Botox. Fillers. Lasers. The aesthetic options for patients today are endless with more and more treatments available all the time. The “MedSpa” world is booming, and anyone can get in on the expected growth, including dentists. If you’re a dentist and you’re thinking about adding aesthetic treatments to your practice, you should first consider the following:

  1. Scope of Practice. While most medspas provide full body aesthetic treatments, Dentists are limited to providing treatments that are with her or his scope of practice. For example, Botulinum Toxin-A may be prescribed by a dentist, but is limited to the face and neck of patients. This also means that for nurse practitioners working under the supervision of a dentist, they too are limited in practice. While certain other treatments don’t require any specific medical license or training, dentists should evaluate the type of treatments they wish to provide or supervise to ensure it is within their scope of practice.
  2. Ownership. While medspas may be owned by anyone, including non-licensed providers, Dentists must be careful if taking on business partners due to corporate practice of dentistry. Under Florida law, no person other than a Florida licensed dentist, nor any entity other than a professional corporation or limited liability company composed of dentists may employ a dentist in the operation of a dental office. While most aesthetic services are not dental services, a non-dentist may not directly employ a dentist. Violation of these laws will subject the dentist to disciplinary action. If you’re a dentist in Florida, you can legally add limited aesthetic treatments to your practice. If you’re opening a new business with non-dentist partners, however, you will need to be cautious of these laws.
  3. Keeping Things Separate. Adding aesthetics to your practice carries not only financial risk, but also professional risk. It’s recommended that rather than operate and bill for aesthetic services under your dental practice entity, incorporate a new entity to keep your new business separate from traditional practice.
  4. Regulatory Compliance. Although aesthetic treatments are primarily elective and paid in cash, certain Florida laws still apply to dentists, patients, and marketing and referral arrangements. Dentists must maintain compliance with the Florida Patient Brokering Act when it comes to marketing or referral arrangements. Understanding these laws and exceptions is significant when it comes to avoiding scrutiny.
  5. HIPAA. While it may seem obvious, many believe that because aesthetic services are elective, patient confidentiality does not apply. That is simply not true and providers must maintain compliance with HIPAA, even for such elective treatments.

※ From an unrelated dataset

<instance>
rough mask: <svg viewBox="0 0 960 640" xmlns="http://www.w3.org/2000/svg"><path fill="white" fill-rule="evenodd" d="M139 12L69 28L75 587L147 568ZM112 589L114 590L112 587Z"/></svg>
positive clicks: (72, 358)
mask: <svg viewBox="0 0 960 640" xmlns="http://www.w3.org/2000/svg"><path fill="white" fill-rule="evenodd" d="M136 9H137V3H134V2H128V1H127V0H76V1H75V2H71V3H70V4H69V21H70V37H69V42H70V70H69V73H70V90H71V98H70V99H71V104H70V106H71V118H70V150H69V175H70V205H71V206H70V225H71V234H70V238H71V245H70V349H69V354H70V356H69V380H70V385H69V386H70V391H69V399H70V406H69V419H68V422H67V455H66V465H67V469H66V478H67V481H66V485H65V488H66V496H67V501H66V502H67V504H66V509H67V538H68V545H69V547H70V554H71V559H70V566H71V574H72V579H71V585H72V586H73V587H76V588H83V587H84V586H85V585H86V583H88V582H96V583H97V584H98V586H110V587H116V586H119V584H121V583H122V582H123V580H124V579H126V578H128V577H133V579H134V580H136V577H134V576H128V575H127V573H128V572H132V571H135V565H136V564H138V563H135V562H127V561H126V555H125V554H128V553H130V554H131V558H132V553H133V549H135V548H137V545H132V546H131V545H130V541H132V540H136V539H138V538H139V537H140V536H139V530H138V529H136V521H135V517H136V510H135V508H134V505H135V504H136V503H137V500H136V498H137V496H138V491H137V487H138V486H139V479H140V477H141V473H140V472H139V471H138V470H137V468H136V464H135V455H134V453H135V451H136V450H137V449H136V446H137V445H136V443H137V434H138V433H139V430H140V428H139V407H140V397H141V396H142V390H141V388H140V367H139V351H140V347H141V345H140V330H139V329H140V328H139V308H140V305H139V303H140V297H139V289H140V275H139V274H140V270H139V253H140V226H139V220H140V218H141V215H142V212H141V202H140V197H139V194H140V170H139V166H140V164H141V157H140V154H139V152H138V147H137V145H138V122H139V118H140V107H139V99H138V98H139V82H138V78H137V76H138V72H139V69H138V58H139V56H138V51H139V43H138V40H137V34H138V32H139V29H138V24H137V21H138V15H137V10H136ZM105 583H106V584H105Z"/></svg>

  6. Training. Anytime a medical business is expanded with the addition of new services, it is vitally important to be well-trained and educated in delivering such treatments. Even if you are not individually performing a treatment that you supervise, it is highly recommended that you be trained in such procedures. Aesthetic and elective services are just as highly litigated by unhappy patients and patients that feel as though a treatment resulted in negative outcomes. Even as a supervising providing, your license is at risk.

While there are many more considerations to adding aesthetic services to your dental practice, the above stated would be sufficient to get a dentist in Florida started on the path to adding a new line of business to their traditional practice.